Postscript: Looking Back On A Perfect Opening Night of College Basketball

Mike Muscala can't believe how perfect the opening night of college hoops was. - James Lang-US PRESSWIRE

If you were making a movie about college basketball, you couldn't write the script that was played out on Friday night, the opening night of college basketball. From upsets, to big performances, it was the perfect start in every way.

You couldn't draw it up any nicer if you were a coach in the huddle. The opening night of college basketball provided all the drama and glory that you want from the NCAA Tournament.

We just didn't need to wait until March.

You can't start anywhere other than with South Alabama. The Jaguars took out the ranked Florida State Seminoles thanks to some dead-eye shooting from Antoine Allen. The junior went 7-for-15 from the floor, including 4-for-5 from 3-point range. That is some ability.

As Coach Arrow told Dr. Geeves:

"No, we knew Antoine was a winner," Arrow said. "Not only that, he's a leader."

It helps that the highly touted Michael Snaer couldn't shoot too, but you can't just blame him. The whole Seminole team was struggling.

So there you go. Fourth best in the Sun Belt? Maybe not. Tony Mitchell and North Texas need to look out.

Mitchell was just as advertised as Creighton. The rest of the Mean Green wasn't. The Bluejays easily took out the Sun Belt favorites, behind 21 points and 11 rebounds by Doug McDermott.

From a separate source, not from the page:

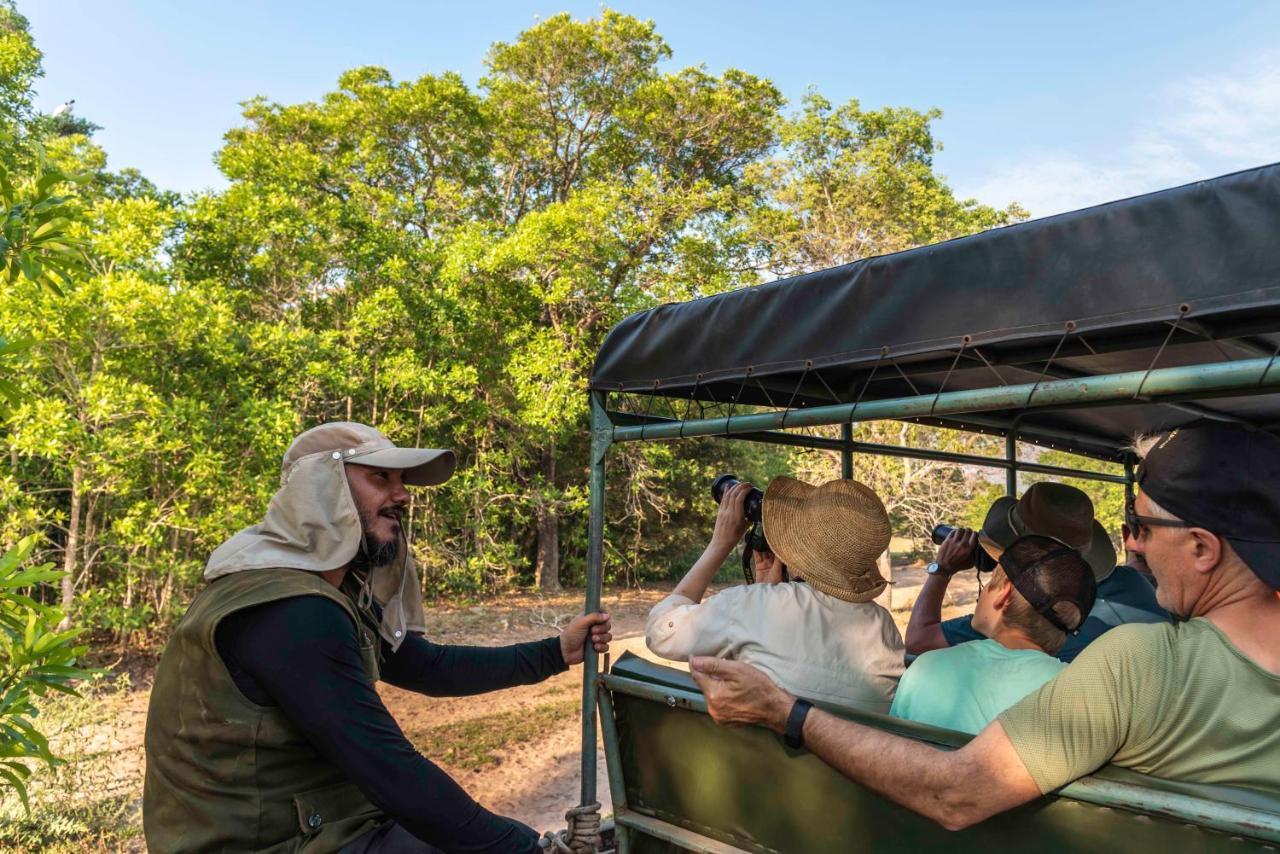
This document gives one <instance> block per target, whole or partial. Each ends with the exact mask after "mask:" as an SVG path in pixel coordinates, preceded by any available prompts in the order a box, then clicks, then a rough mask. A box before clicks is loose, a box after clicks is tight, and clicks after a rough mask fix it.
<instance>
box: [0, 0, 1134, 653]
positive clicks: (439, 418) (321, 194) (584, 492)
mask: <svg viewBox="0 0 1280 854" xmlns="http://www.w3.org/2000/svg"><path fill="white" fill-rule="evenodd" d="M668 60H671V50H669V49H668V46H667V45H666V44H664V41H663V40H662V37H660V35H659V33H658V32H657V29H655V27H654V24H653V23H652V22H645V20H639V19H636V18H632V17H627V15H623V14H617V13H613V12H609V10H604V12H602V13H600V15H599V17H598V18H594V19H590V20H576V19H572V18H571V17H568V15H558V17H553V18H549V19H547V20H544V22H541V23H539V24H538V26H535V27H532V28H531V29H527V31H525V32H522V33H518V35H517V36H516V37H515V38H513V40H512V41H511V42H499V44H495V45H493V47H492V49H490V51H489V54H488V58H486V69H488V72H486V74H485V77H484V78H483V79H481V81H480V82H479V85H477V86H475V87H471V86H467V85H466V83H465V82H463V79H462V78H461V77H460V76H457V74H452V73H444V74H428V76H422V77H420V78H417V79H403V81H398V79H393V78H392V77H390V76H389V74H388V72H385V70H383V69H380V68H371V67H367V68H355V69H351V70H348V72H346V73H344V74H342V76H340V77H339V78H338V81H335V83H334V88H333V91H332V92H329V93H328V95H325V96H324V97H323V99H321V100H319V101H315V102H302V104H276V102H273V101H270V100H269V99H266V97H261V96H259V97H250V100H247V101H244V104H243V122H242V124H241V125H239V127H237V128H234V129H232V131H229V132H228V133H227V136H225V140H224V145H223V147H221V149H220V150H219V151H218V152H216V155H215V157H216V163H218V165H219V168H220V170H221V172H223V173H224V174H225V177H227V179H228V182H229V184H228V187H227V188H224V189H220V191H209V192H201V193H193V195H188V196H178V195H175V193H172V192H165V191H163V189H160V188H157V187H155V186H154V184H152V183H150V182H148V181H147V178H146V177H145V175H142V174H138V173H137V172H134V170H129V169H123V170H113V169H111V168H110V165H109V164H108V160H106V155H105V152H104V151H102V150H101V149H100V147H99V146H96V145H95V142H93V132H95V131H96V129H97V128H96V125H93V123H92V117H79V115H77V114H64V115H58V117H51V115H44V114H40V113H37V111H36V110H35V109H33V106H32V99H33V90H32V87H33V83H35V82H36V79H37V78H38V77H40V76H41V54H40V51H38V49H37V46H36V45H35V44H33V42H32V38H31V35H29V31H28V26H27V22H26V20H24V19H23V18H22V15H20V14H19V12H18V10H17V8H15V6H14V5H13V3H12V0H3V1H0V134H3V140H0V165H3V168H4V170H5V173H6V174H8V175H9V177H10V179H12V181H13V182H14V184H15V186H17V187H19V189H20V188H22V187H24V186H29V187H31V188H32V189H35V188H36V184H38V183H40V181H41V175H44V174H52V175H73V177H74V181H61V178H60V177H59V178H54V179H51V181H52V182H54V183H56V187H50V186H45V187H42V189H45V191H56V192H60V193H63V195H64V196H65V198H67V201H65V222H64V224H63V225H64V227H65V229H67V232H68V234H69V238H70V239H78V241H82V246H83V248H84V262H83V265H81V266H78V268H77V269H74V270H69V271H68V275H67V277H65V278H64V280H61V283H60V286H59V288H58V289H56V291H54V289H50V288H47V287H41V286H40V283H38V280H37V279H38V278H40V275H41V270H38V269H29V270H26V269H24V271H26V273H27V274H26V275H15V277H10V278H9V280H8V282H6V283H4V284H0V287H3V288H4V291H3V294H0V339H5V341H10V342H15V341H17V342H23V346H22V347H19V348H13V347H10V352H8V353H5V361H4V374H3V378H4V380H5V382H8V383H9V384H12V387H13V388H10V389H9V391H12V392H13V401H14V402H13V405H10V406H8V407H6V408H5V410H4V421H3V423H0V452H3V456H0V506H3V513H0V551H4V549H6V548H10V547H14V545H15V544H18V543H19V542H23V540H24V538H31V536H35V538H36V539H35V540H33V542H35V547H33V548H35V551H33V553H32V554H31V560H32V561H36V562H38V561H49V562H51V563H54V565H56V567H59V568H60V570H63V571H64V575H63V576H61V577H60V579H59V580H56V581H51V583H50V581H41V583H40V584H33V585H32V588H31V593H32V595H33V598H36V599H38V600H42V602H49V603H56V604H59V606H60V607H61V609H63V612H64V615H65V620H64V625H69V626H77V627H82V629H84V630H88V631H90V632H91V636H92V638H93V639H95V640H96V641H99V643H110V644H115V645H122V644H123V645H131V644H132V645H151V644H154V643H155V641H156V640H160V639H163V638H164V636H165V634H166V629H168V627H169V626H172V624H173V621H174V620H175V618H177V617H178V616H180V615H182V612H183V611H184V608H186V606H187V603H188V602H189V599H191V597H192V595H193V593H195V590H196V589H197V586H198V584H200V576H201V570H202V566H204V562H205V560H206V557H207V554H209V553H210V551H212V548H215V547H216V545H218V544H219V543H220V542H223V540H224V539H225V538H227V536H228V535H229V534H232V533H233V531H236V530H238V529H239V528H243V526H246V525H251V524H253V522H256V521H257V520H259V519H260V517H261V515H262V511H264V508H265V506H266V502H268V499H269V497H270V495H271V493H273V492H274V490H275V488H276V485H278V483H279V463H280V457H282V455H283V452H284V449H285V448H287V446H288V443H289V440H291V439H292V437H293V435H296V434H297V433H300V431H301V430H303V429H306V428H308V426H312V425H315V424H319V423H323V421H328V420H348V419H349V420H358V421H365V423H369V424H372V425H375V426H378V428H379V429H381V430H383V431H384V433H387V434H388V435H389V437H390V438H392V439H394V440H396V442H397V443H401V444H413V446H428V447H449V448H456V449H457V451H458V455H460V466H458V474H457V476H456V478H454V479H453V480H452V481H451V483H449V484H448V485H445V487H444V488H439V489H431V490H425V492H419V493H417V494H416V495H415V499H413V504H412V508H411V512H410V517H408V529H410V535H411V538H412V542H413V549H415V553H416V557H417V561H419V566H420V571H421V576H422V584H424V588H425V590H426V593H428V594H429V595H430V597H434V598H453V599H465V598H467V597H476V595H481V594H492V593H494V592H500V590H507V589H513V588H531V586H536V588H540V589H543V590H554V589H558V588H559V586H561V585H576V584H580V583H581V580H582V577H584V570H585V553H586V460H588V453H586V451H588V447H586V443H588V431H586V406H585V401H586V378H588V374H589V370H590V366H591V360H593V357H594V353H595V351H596V348H598V347H599V344H600V342H602V341H603V337H604V335H605V333H607V332H608V330H609V328H611V326H612V325H613V324H616V323H617V321H618V320H621V319H622V318H623V316H626V315H627V314H630V312H634V311H637V310H643V309H646V307H650V306H654V305H658V303H662V302H671V301H682V300H690V298H695V297H700V296H707V294H713V293H719V292H723V291H728V289H733V288H741V287H750V286H753V284H758V283H760V282H765V280H771V279H773V278H778V277H783V275H790V274H795V273H801V271H808V270H813V269H819V268H826V266H832V265H836V264H842V262H846V261H852V260H856V259H860V257H867V256H873V255H881V254H884V252H892V251H897V250H904V248H909V247H913V246H919V245H923V243H932V242H936V241H941V239H947V238H951V237H957V236H963V234H969V233H973V232H977V230H982V229H987V228H993V227H1000V225H1005V224H1009V223H1014V222H1019V220H1021V219H1025V218H1027V215H1028V214H1027V211H1024V210H1021V209H1020V207H1019V206H1016V205H1012V206H1010V207H1007V209H1001V210H997V209H993V207H989V206H987V205H983V204H979V202H978V201H974V200H961V198H956V197H955V195H954V193H952V192H951V189H950V188H948V186H947V184H946V182H945V179H943V178H942V177H941V175H938V174H937V173H936V172H934V168H933V155H934V152H936V151H937V150H938V147H940V143H938V141H937V140H936V138H934V137H933V131H932V124H933V122H934V120H936V119H937V118H938V117H940V115H941V114H940V113H938V111H937V110H923V111H922V110H918V109H913V108H908V106H901V108H893V106H890V108H882V109H864V108H863V106H860V105H859V102H858V101H849V102H845V104H838V105H837V104H832V102H829V101H828V100H826V99H824V97H823V96H822V93H820V92H819V91H817V90H813V91H810V92H809V93H808V95H806V96H805V97H804V99H803V101H801V102H800V104H795V105H787V104H786V102H785V100H783V97H782V96H781V95H780V92H778V90H777V88H776V87H774V86H773V85H772V83H771V82H769V81H768V79H763V78H760V77H756V76H753V74H751V73H750V72H748V70H737V69H730V70H726V72H724V73H722V74H710V73H709V72H707V70H705V69H704V68H701V67H698V65H692V67H687V68H684V69H681V70H664V69H666V68H668V67H669V61H668ZM251 95H252V93H251V92H246V96H251ZM192 156H206V154H205V152H192ZM41 157H44V159H46V160H47V164H49V169H50V170H51V172H41V166H40V161H41ZM46 183H49V182H46ZM9 248H10V247H8V245H6V247H5V252H9ZM6 260H8V259H6ZM15 269H17V268H15ZM780 323H785V319H780ZM723 334H724V335H732V334H733V330H732V329H726V330H723ZM856 437H858V438H863V439H882V440H883V439H887V440H891V442H892V443H896V444H918V446H924V447H945V448H950V449H963V451H979V452H980V451H991V449H992V448H989V447H987V446H986V444H984V443H991V442H992V440H991V439H984V438H980V437H964V435H957V434H952V433H947V431H940V430H929V429H925V428H919V426H911V425H900V424H887V425H859V426H858V429H856ZM724 470H733V471H737V472H739V474H741V475H744V476H748V478H751V479H754V480H755V481H756V483H760V484H763V483H764V481H767V480H768V478H771V476H773V475H776V474H780V472H783V471H790V472H795V474H799V475H800V476H805V478H810V479H823V478H831V476H837V475H838V461H836V460H833V458H832V457H831V456H829V455H823V453H815V452H804V451H796V449H787V448H778V447H773V446H769V447H763V448H760V447H750V446H745V444H739V443H724V442H717V440H714V439H709V440H698V442H686V443H681V444H646V446H644V447H640V446H639V444H627V446H622V447H617V448H614V451H613V452H612V455H611V490H609V503H608V508H607V515H608V516H607V531H608V533H607V538H608V545H607V576H608V579H607V580H608V581H611V583H623V584H640V583H643V581H645V580H649V579H660V577H669V576H672V575H678V574H680V572H682V571H684V570H685V568H686V567H687V566H689V563H690V562H691V558H692V557H694V556H695V554H696V552H698V551H699V548H700V547H701V544H703V543H704V540H705V538H707V535H708V528H709V524H710V516H712V513H710V510H712V507H710V499H709V497H708V485H709V483H710V480H712V478H713V476H714V475H716V474H717V472H719V471H724ZM855 476H856V478H859V479H861V480H864V481H868V483H869V484H872V485H873V487H874V488H876V489H877V490H878V492H879V493H881V495H882V497H883V498H884V501H886V504H887V506H888V507H890V511H891V513H892V516H893V521H895V529H896V530H897V531H899V533H901V534H902V535H904V536H906V538H909V539H913V540H916V542H918V540H919V539H920V538H922V535H923V533H924V530H927V529H928V528H929V526H932V524H933V522H937V521H956V520H960V521H970V522H972V521H974V520H975V519H980V513H982V512H983V510H984V508H986V506H987V503H988V502H989V499H991V497H992V495H993V494H996V493H998V492H1001V490H1002V485H1000V484H995V483H992V481H991V480H988V479H987V476H984V475H982V474H979V472H977V471H973V470H965V469H960V467H955V466H942V465H938V463H932V462H913V461H902V460H891V458H886V457H859V458H858V460H856V462H855ZM1089 489H1091V492H1092V494H1093V495H1094V498H1096V501H1097V502H1098V503H1100V510H1101V511H1102V513H1103V516H1105V519H1106V521H1107V524H1108V526H1110V528H1111V529H1112V530H1115V529H1117V528H1119V524H1117V520H1119V503H1120V498H1119V494H1117V492H1116V490H1114V489H1111V490H1108V489H1107V488H1103V487H1097V485H1093V487H1089Z"/></svg>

Mitchell went for 18 points and seven boards, probably helping everyone in attendance (that revolution was not televised) to understand all of the hype around the sophomore.

Games like the one that South Alabama won highlight why college basketball is so special, but it wasn't the only bright spot on the evening.

Take George Mason winning for the first time ever over big brother Virginia. That was after we said that the loss of Erik Copes for the game would probably be the Patriots' downfall.

That was less than correct. Instead it was point guard Bryon Allen, who had 13 points and five assists, who was the catalyst.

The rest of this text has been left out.